Sua família é uma publicidade ambulante que anuncia como os EUA se enriqueceram com a imigração.
E enquanto governadora, o ato político mais conhecido — e mais corajoso — de Haley ocorreu após um supremacista branco assassinar nove paroquianos negros durante uma sessão de orações, em junho de 2015, dentro da Igreja Episcopal Metodista Africana Emanuel, em Charleston, Carolina do Sul. Depois de constatado que o atirador havia postado várias fotos com símbolos confederados e estava ligado a um manifesto racista, Haley conclamou uma legislação que ocasionou a remoção da bandeira confederada que tremulou sobre o Capitólio Estadual desde 1962.
“Não permitiremos que esse símbolo continue a nos dividir”, declarou Haley.
Bom para ela. Agora acelere a fita para Haley anunciando sua pré-candidatura à presidência. Imagine todas as maneiras pelas quais ela poderia ter se diferenciado de Trump e Ron DeSantis.
Ela poderia ter dito: “Amigos, nos últimos dois anos, o Congresso aprovou projetos de lei para melhorar nossa infraestrutura e nossa capacidade de fabricar microchips e sistemas de energia limpa avançados. Os dois primeiros foram aprovados por maiorias bipartidárias. Essas legislações constituem uma plataforma de lançamento capaz de possibilitar aos EUA dominar o século 21. E eu sei como obter a maioria dessas plataformas de lançamento.
“Quando fui governadora, Greenville, Carolina do Sul, se tornou um dos polos mais importantes de inovação em energia eólica. Conforme escreveu o Upstate Business Journal, da Carolina do Sul, ‘De acordo com um novo estudo da Brookings Institution, um centro de pesquisa de Washington, DC, os inventores em Greenville foram responsáveis por 172 patentes no setor eólico ao longo dos últimos cinco anos, mais do que qualquer outra região metropolitana no país’. É isso aí! Porque tornamos Greenville lar da equipe de engenharia energética da General Electric Power & Water.”
Haley poderia ter acrescentado, “Eu também tenho bastante conhecimento sobre construção de infraestrutura para fábricas de alta tecnologia, porque quando fui governadora ajudei a tornar a Carolina do Sul um dos polos mais ativos do país em manufatura avançada — de aeronaves avançadas a carros e pneus”.
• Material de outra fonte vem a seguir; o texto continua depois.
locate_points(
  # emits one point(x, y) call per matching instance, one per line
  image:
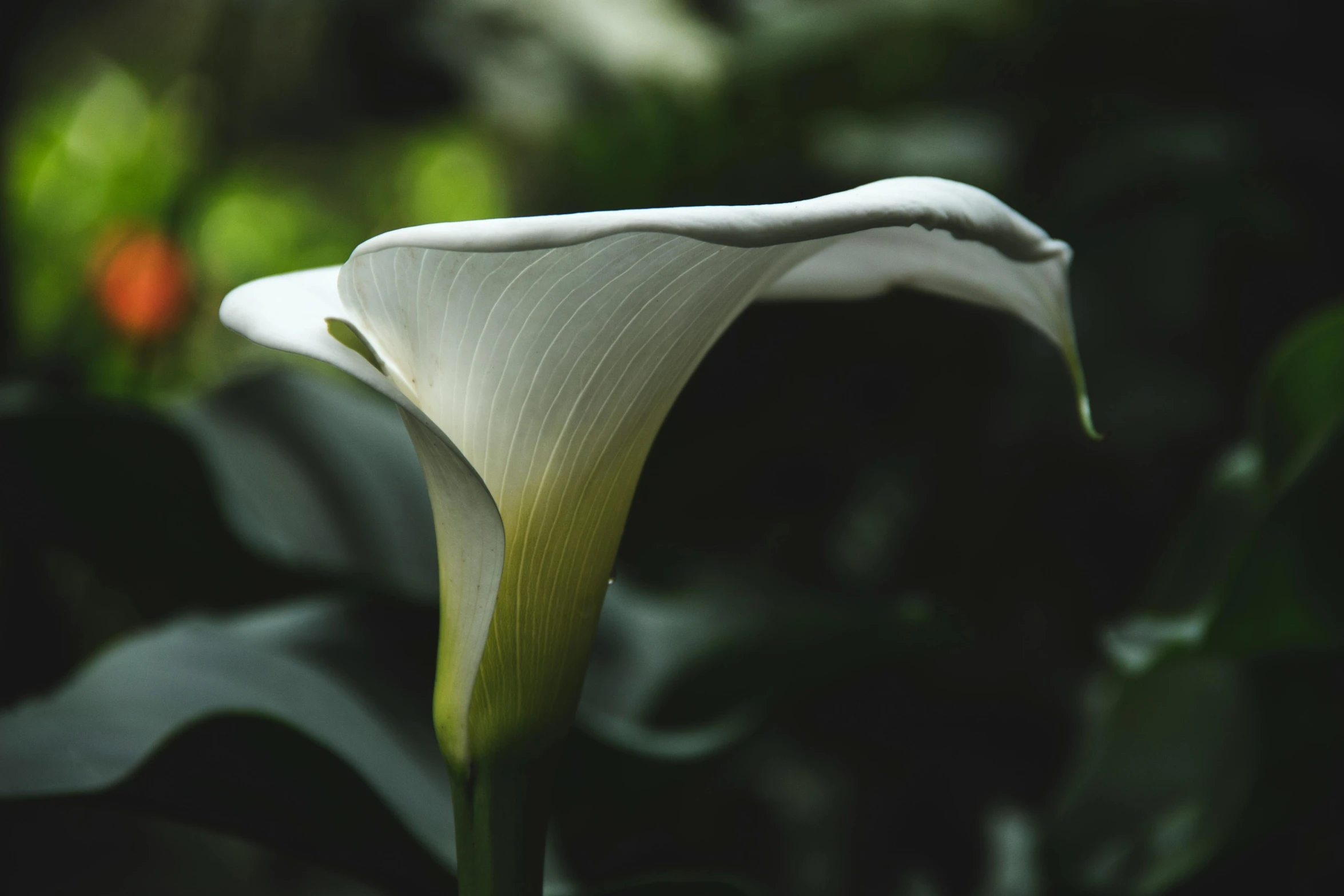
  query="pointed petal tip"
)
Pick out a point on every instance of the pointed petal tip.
point(1076, 371)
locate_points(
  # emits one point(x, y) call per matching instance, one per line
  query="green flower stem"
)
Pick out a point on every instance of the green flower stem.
point(502, 806)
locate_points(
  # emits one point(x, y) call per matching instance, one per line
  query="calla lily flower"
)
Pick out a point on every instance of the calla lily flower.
point(534, 360)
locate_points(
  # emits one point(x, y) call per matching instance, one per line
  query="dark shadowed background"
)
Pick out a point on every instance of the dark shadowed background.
point(885, 620)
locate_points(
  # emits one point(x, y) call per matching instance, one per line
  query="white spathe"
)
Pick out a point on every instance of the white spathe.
point(535, 358)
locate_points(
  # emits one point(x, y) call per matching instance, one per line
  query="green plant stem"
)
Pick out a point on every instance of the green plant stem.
point(502, 808)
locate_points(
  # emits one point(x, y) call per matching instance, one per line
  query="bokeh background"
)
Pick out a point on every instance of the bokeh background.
point(885, 620)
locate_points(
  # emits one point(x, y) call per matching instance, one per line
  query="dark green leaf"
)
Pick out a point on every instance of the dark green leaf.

Haley poderia então explicar que todos esses empresários nos dizem atualmente que, para cumprir seu potencial pleno, eles precisam de trabalhadores letrados em ciência, tecnologia, engenharia e matemática (stem). Mas não conseguem encontrá-los. De acordo com o Escritório de Estatísticas Laborais, até 2025 os EUA poderiam precisar de um milhão a mais de engenheiros e outros profissionais stem dos que somos capazes de produzir domesticamente segundo a nossa taxa atual. Ela poderia ter dito que a única maneira de suprir esse lapso é dando boas-vindas aos imigrantes mais bem qualificados e energizados do mundo.
Imigrantes legais fazem nossa massa crescer e inventam coisas que melhoram nossa segurança nacional. Enquanto filha de dois desses imigrantes, Haley poderia ter se comprometido em forjar um consenso há muito necessário que impediria verdadeiramente a imigração ilegal ao mesmo tempo que expandiria a imigração legal. Enquanto governadora que ousou derrubar a bandeira confederada, ela poderia se gabar de ter força para unir o país para realizações grandes e difíceis.
Evidentemente, esse tipo de discurso teria desafiado a base republicana, mas aposto que teria energizado muitas outras — particularmente independentes e republicanos moderados em busca de alternativas a Trump.
Mas Haley não disse nada disso.
Veja o que Peggy Noonan, do Wall Street Journal, escreveu sobre o anúncio da pré-candidatura presidencial de Haley: “Encontrei-me pensando não sobre sua pré-candidatura, mas sobre o lançamento em si, horripilantemente aferrado ao passado. Uma canção horrível, estridente, de um filme de Sylvester Stallone a impulsionou ao palanque vestida em seu casaco branco. (…) Um apresentador disse que ela ‘nos conduzirá para o futuro’. Ela acrescentou, ‘Os EUA estão ficando para trás’. Tudo foi tão cansativo, falso e repleto de clichês.”
E veja o que Dan Balz, analista político do Washington Post, escreveu sobre o vídeo de lançamento da pré-campanha de Haley, que exibiu duas vezes o “1619 Project”, da New York Times Magazine — que detalha a persistência do racismo na história americana — para inflamar a galera antilacração: “O vídeo (de Haley) também sublinha o massacre na Igreja Episcopal Metodista Africana Emanuel, em Charleston, em que um homem branco assassinou nove negros durante uma aula de estudos bíblicos. Ele não menciona a ação subsequente de Haley de remover a bandeira confederada da sede do Legislativo Estadual da Carolina do Sul após anos de controvérsia”.
E agora o encerramento perfeito para os eventos de anúncio da pré-candidatura de Haley. Na noite de seu discurso, ela apareceu — veja só — no programa de Hannity na Fox, onde se queixou afirmando que o Partido Republicano precisa de uma mensagem para “trazer para dentro” uma variedade de pessoas e tem de trabalhar melhor sua mensagem — mas não ofereceu nenhuma.
A mulher cujo histórico de imigração de sua família seria tão capaz de se conectar com uma estratégia concreta de renovação americana, a mulher cuja coragem política de derrubar a bandeira confederada poderia ter servido como a mensagem de abertura perfeita para trazer mais minorias para o Partido Republicano escolheu, em vez disso, fazer uma imitação ruim de Ron DeSantis.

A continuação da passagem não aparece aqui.